Weltweit leiden die Menschen, insbesondere junge Menschen, unter einem Sinnlosigkeitsgefühl. Sie besitzen die Lebensmittel, die Mittel zum Leben, aber sie entbehren einen Lebenszweck, auf den hin zu leben, weiterzuleben, es sich auch dafürstünde. John Glenn, der amerikanische Astronaut der ersten Stunde, hat einmal gesagt: Ideals are the very stuff of survival. Ohne die Ausrichtung auf Ideale kann der Mensch, kann die Menschheit nicht überleben; aber das schafft eben Spannung, man muss kämpfen können, man muss warten können, mit einem Wort, es bedarf der so genannten Frustrationstoleranz, und die muss man trainiert haben.
Aber die vorwiegend um eine Minimierung von Spannung besorgte Erziehung von heute erzieht einen nachgerade zu einer Frustrations-Intoleranz, einer Art psychischer Immunschwäche, wenn ich so sagen darf. Die jungen Menschen sind dann unfähig, Frustrationen „wegzustecken“; sie sind unfähig, auf die Erfüllung ihrer Wünsche zu warten, sie sind unfähig, auf etwas das sie noch nicht haben, zu verzichten oder gar etwas, das sie bereits besitzen, zu opfern. In ihrer Frustrations-Intoleranz sind die jungen Menschen nicht mehr fähig, abwendbares Leid abzuwenden und unanwendbares Leid auszuhalten, geschweige denn, dass sie Mitleid aufbrächten für jemand anderen – Mitleid kennen sie nur für sich selbst.
Doch der Mensch weiß sich zu helfen – er hat es immer schon gewusst. Und es war der Dichter Hölderlin, der diesen Sachverhalt einmal in die schönen Worte gekleidet hat: Wo die Gefahr, dort wächst auch das Rettende. Und wie stellt es der Mensch an die Gefahr einer tendenziellen Verwöhnung und Verweichlichung zu bannen, die heraufbeschworen wird von einer technologisch perfektionierten Industriegesellschaft und einer auf totale Bedürfnisbefriedigung abgestellte Konsumgesellschaft?
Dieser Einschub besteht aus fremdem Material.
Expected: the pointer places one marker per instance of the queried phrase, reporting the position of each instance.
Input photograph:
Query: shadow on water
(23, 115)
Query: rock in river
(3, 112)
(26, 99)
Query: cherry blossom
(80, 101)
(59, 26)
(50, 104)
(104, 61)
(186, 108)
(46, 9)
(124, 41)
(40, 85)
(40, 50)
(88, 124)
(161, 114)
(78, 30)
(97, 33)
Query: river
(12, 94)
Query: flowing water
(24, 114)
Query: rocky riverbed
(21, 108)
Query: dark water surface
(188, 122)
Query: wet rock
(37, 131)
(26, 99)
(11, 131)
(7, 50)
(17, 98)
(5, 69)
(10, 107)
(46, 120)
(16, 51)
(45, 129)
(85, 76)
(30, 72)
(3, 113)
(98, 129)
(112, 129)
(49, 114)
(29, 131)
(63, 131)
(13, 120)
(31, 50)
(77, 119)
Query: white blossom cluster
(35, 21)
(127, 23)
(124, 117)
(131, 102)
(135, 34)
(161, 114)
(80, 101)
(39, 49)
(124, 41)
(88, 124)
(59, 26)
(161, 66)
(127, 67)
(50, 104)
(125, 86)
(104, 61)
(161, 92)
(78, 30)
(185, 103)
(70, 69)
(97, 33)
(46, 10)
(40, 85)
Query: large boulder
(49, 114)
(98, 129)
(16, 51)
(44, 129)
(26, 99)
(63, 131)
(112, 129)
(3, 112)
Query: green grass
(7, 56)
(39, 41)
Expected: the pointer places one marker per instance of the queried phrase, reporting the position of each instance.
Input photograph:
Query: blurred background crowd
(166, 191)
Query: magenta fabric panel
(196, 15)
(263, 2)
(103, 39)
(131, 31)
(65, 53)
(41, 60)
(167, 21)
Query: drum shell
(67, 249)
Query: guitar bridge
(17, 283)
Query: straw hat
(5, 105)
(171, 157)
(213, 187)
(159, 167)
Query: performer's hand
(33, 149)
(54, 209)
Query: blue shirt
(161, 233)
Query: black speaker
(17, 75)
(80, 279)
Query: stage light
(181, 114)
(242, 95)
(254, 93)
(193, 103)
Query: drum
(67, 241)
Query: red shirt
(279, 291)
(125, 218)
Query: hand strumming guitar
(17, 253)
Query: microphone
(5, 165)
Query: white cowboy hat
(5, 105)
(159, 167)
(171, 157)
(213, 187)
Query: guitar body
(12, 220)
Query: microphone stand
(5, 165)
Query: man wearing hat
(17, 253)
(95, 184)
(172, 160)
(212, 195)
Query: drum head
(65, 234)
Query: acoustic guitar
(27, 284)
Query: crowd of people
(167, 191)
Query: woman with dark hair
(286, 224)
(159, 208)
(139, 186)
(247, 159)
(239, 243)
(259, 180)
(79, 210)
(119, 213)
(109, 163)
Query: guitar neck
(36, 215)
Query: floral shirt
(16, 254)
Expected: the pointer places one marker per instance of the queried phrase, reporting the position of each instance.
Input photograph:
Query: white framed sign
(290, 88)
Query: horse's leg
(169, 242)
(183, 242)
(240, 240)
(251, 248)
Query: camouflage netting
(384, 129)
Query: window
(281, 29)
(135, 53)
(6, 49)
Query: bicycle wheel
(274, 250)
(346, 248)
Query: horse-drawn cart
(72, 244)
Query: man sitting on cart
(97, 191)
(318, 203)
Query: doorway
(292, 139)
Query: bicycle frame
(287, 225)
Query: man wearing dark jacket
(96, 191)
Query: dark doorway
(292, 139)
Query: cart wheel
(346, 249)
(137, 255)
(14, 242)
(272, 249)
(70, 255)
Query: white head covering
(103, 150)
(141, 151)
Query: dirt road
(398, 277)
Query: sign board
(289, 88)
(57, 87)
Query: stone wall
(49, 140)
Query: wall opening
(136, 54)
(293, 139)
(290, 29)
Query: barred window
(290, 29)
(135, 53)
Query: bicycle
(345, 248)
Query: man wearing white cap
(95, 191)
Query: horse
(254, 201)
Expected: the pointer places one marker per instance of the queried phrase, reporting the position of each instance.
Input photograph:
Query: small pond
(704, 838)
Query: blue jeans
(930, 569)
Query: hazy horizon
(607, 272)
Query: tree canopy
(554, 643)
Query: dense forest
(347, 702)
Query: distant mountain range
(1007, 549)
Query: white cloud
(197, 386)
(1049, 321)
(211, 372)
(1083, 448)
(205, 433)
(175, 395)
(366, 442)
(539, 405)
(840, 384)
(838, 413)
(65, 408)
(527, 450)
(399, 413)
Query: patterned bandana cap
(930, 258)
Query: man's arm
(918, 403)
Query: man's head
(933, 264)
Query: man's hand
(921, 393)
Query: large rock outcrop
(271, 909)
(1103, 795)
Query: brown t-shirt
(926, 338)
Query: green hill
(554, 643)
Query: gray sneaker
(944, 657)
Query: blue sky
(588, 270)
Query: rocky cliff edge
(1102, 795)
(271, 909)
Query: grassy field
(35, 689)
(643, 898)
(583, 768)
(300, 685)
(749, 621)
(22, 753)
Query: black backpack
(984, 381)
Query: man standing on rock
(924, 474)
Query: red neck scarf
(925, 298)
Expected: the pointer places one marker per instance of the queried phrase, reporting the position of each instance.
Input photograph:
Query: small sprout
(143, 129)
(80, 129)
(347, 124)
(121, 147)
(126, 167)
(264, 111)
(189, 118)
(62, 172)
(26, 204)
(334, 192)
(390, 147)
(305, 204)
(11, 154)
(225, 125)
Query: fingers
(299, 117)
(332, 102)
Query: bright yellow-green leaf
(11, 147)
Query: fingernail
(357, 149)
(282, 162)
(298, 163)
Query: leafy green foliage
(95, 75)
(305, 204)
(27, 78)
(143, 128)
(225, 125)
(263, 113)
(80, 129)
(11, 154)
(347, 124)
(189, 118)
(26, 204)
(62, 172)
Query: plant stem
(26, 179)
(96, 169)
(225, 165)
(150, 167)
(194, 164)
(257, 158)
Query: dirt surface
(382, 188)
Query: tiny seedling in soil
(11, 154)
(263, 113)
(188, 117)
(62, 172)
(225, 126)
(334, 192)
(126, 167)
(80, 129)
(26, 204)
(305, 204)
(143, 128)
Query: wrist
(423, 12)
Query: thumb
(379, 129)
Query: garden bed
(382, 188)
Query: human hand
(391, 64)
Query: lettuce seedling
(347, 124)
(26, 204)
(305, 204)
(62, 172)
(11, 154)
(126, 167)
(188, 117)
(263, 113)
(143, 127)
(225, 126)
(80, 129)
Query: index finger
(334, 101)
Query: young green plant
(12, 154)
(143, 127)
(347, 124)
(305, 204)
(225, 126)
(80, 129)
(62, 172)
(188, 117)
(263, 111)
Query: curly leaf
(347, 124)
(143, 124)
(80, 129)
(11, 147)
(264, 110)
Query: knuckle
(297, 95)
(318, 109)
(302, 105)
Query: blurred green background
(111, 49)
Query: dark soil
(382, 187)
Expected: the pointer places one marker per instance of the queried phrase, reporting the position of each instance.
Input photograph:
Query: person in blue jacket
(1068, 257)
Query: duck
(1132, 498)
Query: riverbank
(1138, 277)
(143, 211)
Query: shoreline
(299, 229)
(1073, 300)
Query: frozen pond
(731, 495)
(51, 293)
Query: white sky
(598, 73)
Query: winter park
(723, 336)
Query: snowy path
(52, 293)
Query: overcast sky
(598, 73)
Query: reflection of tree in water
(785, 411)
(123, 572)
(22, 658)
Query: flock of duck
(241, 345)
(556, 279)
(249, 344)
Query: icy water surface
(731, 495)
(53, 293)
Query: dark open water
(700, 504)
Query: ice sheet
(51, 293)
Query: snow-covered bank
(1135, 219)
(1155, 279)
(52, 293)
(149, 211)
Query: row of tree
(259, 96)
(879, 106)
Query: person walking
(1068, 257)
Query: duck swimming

Werfen wir doch einen Blick in den Alltag: Der Mensch von heute muss ja eigentlich gar nicht mehr gehen. Er setzt sich einfach in seinen Wagen und – fährt. Geschweige denn, dass er laufen müsste. Doch was geschieht? Er erfindet das Jogging. Oder: Der Mensch von heute braucht nicht zu steigen, nicht einmal Stiegen zu steigen. Und was geschieht? Er setzt sich in den Kopf, auf Berge zu steigen, auf Felswände zu klettern. Mit einem Wort, er – der nackte Affe – macht es seinen Urahnen nach, die auf Bäume klettern mussten, um sich Nahrung zu beschaffen oder vor Feinden zu flüchten – alles Dinge die für die Affen notwendig sind, aber längst nicht mehr für ihn.
Aber das ist es ja: Der biologisch unterforderte Mensch arrangiert sich freiwillig, künstlich und absichtlich Notwendigkeiten höherer Art, indem er aus freien Stücken von sich etwas fordert, sich etwas versagt, auf etwas verzichtet. Inmitten des Wohlstandes sorgt er für Situationen des Notstandes; mitten in einer Überflussgesellschaft beginnt er, sozusagen Inseln der Askese aufzuschütten – und genau darin sehe ich die Funktion, um nicht zu sagen die Mission, des Sports im Allgemeinen und des Alpinismus im Besonderen: Sie sind die moderne, säkulare Form der Askese.